How severe does this issue affect your experience of using Ray?
- High: It blocks me to complete my task.
I got following error after initialisation of queue:
File "/tmp/ray/session_2023-03-11_20-32-22_575180_88/runtime_resources/working_dir_files/_ray_pkg_b7b314c25cc80b56/tools/detection_actor.py", line 82, in start_job
await self.det_holders[job_id].put_async(DetectionObj(dets, job_id))
File "/usr/local/lib/python3.8/dist-packages/ray/util/queue.py", line 132, in put_async
await self.actor.put.remote(item, timeout)
ray.exceptions.RayActorError: The actor died unexpectedly before finishing this task.
class_name: _QueueActor
actor_id: 7ebe8644ea290e8661bbe7fd07000000
pid: 1995
name: 440_dh
namespace: raypipe
ip: 172.16.30.130
The actor is dead because its worker process has died. Worker exit type: SYSTEM_ERROR Worker exit detail: Worker unexpectedly exits with a connection error code 2. End of file. There are some potential root causes. (1) The process is killed by SIGKILL by OOM killer due to high memory usage. (2) ray stop --force is called. (3) The worker is crashed unexpectedly due to SIGSEGV or other unexpected errors.

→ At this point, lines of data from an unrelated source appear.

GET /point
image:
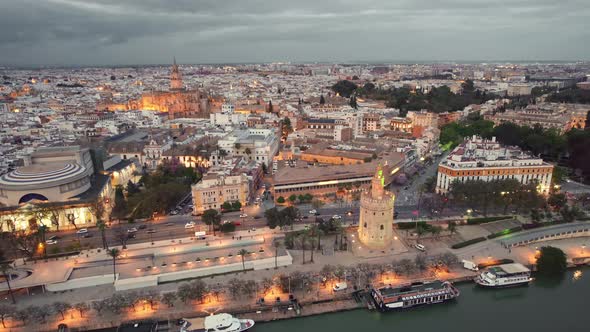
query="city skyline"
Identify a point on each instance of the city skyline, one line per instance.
(70, 32)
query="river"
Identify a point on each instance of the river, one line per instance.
(557, 304)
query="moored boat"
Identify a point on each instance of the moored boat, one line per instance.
(216, 323)
(415, 294)
(505, 275)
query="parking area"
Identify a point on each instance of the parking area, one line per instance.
(498, 226)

The actor never ran - it was cancelled before it started running.
Here, first I am initialising queue named “det_holder” and pass it to two different actors, first detection actor adds detection object in that, another tracking actor read that object from queue.
After queue initialisation, for first frame only while detection actor tried to put object, it threw mentioned error. Which means, ray couldn’t initialise it properly.
I could not regenerate this issue again. Can anyone suggest, what can be reason/cause behind this?